I’ll let you in on my best known secret. You can grab data directly from published Tableau workbooks without even opening them. This is handy when you don’t have access to an underlying database or when you’re dealing with a database that requires complicated table joins to extract the data you need.
Here’s the trick:
To download data from a Tableau workbook add “.csv” to the end of a worksheet’s URL.
Let’s try it!
Let’s the grab the data behind the internal Volkswagen vehicle workbook.
library(readr)
# MPCA Tableau site
pca_tableau <- "http://tableau.pca.state.mn.us/views/"
# Tableau worksheet URL
## Delete the link garbage
## Remove the "/#/" in the middle and the question mark at the end w/ anything that comes after
workbook <- "Volkswagenownership/VWownership"
# Complete URL
tableau_url <- paste0(pca_tableau, workbook)
# Final URL will look like this
tableau_url <- "http://tableau.pca.state.mn.us/views/VWVolkswagendieselregistrationsinMN/VWownership"
# Paste ".csv" to end of Tableau URL
tableau_url <- paste0(tableau_url, ".csv")
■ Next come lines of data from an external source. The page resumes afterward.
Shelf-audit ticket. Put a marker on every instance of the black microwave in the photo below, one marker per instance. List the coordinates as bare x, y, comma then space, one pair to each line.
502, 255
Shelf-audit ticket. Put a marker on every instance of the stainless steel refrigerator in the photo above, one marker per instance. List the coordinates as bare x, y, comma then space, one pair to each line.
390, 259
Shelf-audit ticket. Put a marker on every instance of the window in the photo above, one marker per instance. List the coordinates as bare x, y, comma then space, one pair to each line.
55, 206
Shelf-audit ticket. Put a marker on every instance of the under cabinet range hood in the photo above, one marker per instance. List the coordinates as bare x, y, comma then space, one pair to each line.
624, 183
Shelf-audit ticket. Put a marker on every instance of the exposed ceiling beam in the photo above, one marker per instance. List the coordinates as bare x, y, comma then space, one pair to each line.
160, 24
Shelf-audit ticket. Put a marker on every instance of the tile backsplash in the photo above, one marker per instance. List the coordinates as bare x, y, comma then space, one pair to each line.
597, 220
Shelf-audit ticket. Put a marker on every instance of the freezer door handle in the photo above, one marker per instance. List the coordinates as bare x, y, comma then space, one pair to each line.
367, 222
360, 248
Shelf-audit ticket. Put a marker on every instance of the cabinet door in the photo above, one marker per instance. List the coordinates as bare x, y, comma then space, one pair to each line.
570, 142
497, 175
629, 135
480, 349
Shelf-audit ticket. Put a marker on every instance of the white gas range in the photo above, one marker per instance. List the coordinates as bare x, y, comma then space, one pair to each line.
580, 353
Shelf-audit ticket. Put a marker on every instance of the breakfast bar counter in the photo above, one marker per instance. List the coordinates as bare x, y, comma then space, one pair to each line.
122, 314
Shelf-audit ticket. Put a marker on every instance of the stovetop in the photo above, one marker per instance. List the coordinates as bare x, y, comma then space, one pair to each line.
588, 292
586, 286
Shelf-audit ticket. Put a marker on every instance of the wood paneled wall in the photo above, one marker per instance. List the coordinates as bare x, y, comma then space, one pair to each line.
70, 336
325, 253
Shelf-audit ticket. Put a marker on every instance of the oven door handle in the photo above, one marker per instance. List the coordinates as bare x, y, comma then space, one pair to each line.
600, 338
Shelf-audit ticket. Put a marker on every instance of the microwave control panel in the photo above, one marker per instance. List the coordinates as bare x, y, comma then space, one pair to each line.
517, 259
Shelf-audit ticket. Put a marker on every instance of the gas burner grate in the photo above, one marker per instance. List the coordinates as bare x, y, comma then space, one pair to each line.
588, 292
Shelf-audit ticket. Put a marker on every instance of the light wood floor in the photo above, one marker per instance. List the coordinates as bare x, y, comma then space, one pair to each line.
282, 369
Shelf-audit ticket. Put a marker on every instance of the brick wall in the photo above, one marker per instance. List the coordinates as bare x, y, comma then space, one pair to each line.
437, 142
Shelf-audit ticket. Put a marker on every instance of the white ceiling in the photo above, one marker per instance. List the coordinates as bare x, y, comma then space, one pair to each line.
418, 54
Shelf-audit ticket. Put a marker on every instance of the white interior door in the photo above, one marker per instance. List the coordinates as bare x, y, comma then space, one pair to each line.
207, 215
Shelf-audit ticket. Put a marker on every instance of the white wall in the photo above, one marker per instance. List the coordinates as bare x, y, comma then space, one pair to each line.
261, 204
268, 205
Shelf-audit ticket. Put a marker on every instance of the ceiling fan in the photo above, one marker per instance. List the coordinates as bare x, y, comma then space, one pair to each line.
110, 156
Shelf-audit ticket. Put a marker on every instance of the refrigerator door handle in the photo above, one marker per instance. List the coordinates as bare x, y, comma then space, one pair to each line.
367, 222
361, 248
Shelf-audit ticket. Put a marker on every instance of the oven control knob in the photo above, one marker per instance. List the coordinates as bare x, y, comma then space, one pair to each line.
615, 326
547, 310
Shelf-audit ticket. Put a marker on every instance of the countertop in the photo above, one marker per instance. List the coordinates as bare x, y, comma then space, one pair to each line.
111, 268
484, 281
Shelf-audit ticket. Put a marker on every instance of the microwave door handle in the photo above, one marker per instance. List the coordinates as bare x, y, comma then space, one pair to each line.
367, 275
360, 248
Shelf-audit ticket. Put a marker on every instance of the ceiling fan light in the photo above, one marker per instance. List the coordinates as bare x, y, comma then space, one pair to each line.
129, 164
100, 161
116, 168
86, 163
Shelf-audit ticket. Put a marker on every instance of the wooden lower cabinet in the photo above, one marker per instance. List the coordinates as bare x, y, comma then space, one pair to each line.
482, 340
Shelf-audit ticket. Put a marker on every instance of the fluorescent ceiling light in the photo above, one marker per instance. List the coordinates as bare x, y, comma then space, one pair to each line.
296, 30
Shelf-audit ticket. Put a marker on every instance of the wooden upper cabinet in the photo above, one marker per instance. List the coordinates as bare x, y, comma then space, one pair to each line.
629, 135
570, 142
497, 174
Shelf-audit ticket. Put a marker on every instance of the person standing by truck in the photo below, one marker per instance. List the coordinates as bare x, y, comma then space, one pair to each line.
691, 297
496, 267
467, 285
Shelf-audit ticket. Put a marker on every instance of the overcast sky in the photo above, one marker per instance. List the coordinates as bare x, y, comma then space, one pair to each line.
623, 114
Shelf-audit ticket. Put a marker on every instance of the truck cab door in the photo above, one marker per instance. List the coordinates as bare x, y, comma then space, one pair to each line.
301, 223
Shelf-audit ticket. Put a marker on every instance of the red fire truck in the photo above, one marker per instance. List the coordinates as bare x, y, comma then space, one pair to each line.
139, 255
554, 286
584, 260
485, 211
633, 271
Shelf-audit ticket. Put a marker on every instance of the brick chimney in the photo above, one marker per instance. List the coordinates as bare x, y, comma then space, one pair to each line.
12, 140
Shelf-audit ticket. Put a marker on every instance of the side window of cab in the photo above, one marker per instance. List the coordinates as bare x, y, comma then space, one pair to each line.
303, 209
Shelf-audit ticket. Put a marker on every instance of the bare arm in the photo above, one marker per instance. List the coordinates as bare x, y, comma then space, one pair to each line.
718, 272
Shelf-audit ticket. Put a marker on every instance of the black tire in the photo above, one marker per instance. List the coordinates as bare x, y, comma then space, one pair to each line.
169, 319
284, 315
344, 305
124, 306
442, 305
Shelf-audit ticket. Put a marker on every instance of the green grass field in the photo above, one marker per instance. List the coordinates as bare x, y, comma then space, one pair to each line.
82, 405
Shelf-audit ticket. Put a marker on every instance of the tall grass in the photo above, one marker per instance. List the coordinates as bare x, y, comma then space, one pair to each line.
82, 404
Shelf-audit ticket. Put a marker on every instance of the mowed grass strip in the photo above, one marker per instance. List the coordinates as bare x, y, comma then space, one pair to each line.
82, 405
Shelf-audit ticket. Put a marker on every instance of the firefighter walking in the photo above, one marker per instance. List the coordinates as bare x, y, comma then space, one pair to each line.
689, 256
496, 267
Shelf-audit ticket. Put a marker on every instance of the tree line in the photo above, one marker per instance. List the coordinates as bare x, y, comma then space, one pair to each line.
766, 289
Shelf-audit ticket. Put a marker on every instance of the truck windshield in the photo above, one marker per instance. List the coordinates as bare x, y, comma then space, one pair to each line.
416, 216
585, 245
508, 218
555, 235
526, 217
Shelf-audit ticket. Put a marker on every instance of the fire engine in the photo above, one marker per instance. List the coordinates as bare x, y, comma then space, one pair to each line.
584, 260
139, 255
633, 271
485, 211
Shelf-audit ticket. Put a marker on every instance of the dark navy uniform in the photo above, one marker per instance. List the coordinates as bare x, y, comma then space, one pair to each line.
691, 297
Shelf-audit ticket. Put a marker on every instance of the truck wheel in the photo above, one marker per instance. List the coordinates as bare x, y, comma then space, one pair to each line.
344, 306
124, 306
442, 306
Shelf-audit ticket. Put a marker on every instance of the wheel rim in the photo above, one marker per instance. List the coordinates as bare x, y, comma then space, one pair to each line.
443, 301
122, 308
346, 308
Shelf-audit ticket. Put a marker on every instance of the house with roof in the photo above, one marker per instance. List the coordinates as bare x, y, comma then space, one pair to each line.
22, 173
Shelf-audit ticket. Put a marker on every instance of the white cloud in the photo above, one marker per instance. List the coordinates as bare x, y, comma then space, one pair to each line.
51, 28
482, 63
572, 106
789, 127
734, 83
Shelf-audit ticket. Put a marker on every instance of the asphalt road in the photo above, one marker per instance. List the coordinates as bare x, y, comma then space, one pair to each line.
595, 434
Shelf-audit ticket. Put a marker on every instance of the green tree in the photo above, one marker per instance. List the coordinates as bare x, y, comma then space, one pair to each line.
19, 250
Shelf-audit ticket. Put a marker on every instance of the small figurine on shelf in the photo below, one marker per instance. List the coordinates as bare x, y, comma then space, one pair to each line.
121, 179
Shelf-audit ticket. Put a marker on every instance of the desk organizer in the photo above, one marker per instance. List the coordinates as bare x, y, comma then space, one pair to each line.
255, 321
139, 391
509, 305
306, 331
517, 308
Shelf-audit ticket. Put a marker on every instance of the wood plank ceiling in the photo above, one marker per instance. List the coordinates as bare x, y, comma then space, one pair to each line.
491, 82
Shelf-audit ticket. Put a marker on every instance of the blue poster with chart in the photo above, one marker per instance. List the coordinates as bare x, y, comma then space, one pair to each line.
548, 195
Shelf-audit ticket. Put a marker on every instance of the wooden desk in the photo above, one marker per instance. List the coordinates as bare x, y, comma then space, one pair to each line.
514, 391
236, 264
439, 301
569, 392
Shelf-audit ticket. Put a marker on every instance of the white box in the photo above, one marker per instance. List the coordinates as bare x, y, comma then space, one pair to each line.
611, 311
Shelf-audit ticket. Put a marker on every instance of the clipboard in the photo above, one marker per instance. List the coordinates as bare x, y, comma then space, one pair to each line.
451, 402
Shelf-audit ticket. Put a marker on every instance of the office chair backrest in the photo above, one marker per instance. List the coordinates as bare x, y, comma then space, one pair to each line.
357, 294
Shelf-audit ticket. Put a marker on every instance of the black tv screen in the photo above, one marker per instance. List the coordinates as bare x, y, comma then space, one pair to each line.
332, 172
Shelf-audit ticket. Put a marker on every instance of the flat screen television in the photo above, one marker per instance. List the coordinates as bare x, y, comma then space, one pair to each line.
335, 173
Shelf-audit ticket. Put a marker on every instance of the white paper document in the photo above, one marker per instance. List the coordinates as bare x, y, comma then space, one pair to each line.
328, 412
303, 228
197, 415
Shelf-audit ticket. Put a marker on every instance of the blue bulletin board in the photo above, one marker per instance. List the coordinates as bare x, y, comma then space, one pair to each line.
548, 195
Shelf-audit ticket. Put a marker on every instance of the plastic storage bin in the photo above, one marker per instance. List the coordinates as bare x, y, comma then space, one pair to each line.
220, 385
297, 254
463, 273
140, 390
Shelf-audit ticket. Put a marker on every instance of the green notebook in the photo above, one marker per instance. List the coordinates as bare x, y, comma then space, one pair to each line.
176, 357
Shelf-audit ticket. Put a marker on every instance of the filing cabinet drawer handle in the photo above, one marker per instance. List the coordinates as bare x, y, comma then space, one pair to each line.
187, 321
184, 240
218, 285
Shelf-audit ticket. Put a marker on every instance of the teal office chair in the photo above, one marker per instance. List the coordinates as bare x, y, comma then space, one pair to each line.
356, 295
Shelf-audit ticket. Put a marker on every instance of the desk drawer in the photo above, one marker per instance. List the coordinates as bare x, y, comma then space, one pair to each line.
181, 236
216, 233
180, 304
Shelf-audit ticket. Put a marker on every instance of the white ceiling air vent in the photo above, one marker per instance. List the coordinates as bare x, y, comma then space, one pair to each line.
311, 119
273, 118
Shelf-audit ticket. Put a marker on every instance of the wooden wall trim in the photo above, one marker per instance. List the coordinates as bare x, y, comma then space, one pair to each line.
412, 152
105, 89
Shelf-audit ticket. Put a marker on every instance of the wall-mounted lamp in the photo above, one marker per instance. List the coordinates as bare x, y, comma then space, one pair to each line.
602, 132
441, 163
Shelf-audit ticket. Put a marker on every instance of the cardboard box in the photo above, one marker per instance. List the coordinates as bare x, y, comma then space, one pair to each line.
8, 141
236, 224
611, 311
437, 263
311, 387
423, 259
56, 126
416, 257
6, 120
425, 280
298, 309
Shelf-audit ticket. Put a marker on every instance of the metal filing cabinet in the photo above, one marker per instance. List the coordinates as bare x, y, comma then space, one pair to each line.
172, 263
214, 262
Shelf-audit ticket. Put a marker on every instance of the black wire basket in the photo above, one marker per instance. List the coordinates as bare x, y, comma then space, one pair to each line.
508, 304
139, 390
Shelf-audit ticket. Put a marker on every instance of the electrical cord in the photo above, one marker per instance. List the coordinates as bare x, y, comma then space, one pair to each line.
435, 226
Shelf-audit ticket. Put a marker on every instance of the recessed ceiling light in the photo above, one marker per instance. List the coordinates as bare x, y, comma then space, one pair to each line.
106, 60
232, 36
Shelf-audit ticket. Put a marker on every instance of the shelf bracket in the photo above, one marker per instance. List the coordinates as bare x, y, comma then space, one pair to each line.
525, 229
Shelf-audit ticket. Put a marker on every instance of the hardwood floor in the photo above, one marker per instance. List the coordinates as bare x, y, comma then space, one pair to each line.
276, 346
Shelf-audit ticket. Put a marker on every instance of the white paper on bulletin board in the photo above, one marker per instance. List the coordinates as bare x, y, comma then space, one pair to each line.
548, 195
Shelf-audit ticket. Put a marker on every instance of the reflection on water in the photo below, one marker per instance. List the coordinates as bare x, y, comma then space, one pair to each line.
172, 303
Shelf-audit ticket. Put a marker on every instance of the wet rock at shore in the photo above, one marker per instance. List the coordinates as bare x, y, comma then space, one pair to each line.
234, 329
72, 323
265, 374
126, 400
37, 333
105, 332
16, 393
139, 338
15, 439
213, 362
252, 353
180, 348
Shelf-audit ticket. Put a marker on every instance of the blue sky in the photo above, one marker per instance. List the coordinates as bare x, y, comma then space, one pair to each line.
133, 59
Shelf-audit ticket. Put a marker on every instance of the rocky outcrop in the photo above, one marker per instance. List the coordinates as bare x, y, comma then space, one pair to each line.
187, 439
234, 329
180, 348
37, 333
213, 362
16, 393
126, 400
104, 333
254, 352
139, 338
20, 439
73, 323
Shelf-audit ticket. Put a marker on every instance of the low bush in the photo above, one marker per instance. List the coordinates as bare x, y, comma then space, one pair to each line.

# Read data into a data frame
vw_cars <- read_csv(tableau_url)
# Take a look
head(vw_cars)
## # A tibble: 6 x 5
## `County number` County `Latitude (gene~ `Longitude (gen~ `% of VW regis~
## <chr> <chr> <dbl> <dbl> <chr>
## 1 Aitkin AITKIN 46.6 -93.4 0.2%
## 2 Anoka ANOKA 45.2 -93.3 5.0%
## 3 Becker BECKER 46.9 -95.7 0.3%
## 4 Beltrami BELTR~ 47.9 -95.0 0.3%
## 5 Benton BENTON 45.7 -94.1 0.5%
## 6 Big Stone BIGST~ 45.5 -96.5 0.1%
Isn’t that great? But there is one small caveat.
As an example, take a look at the Watershed Pollutant Load Monitoring workbook. Since the workbook loads to a Story the nifty .csv
trick won’t work on this page. We need to jump over to a worksheet or dashboard behind the story.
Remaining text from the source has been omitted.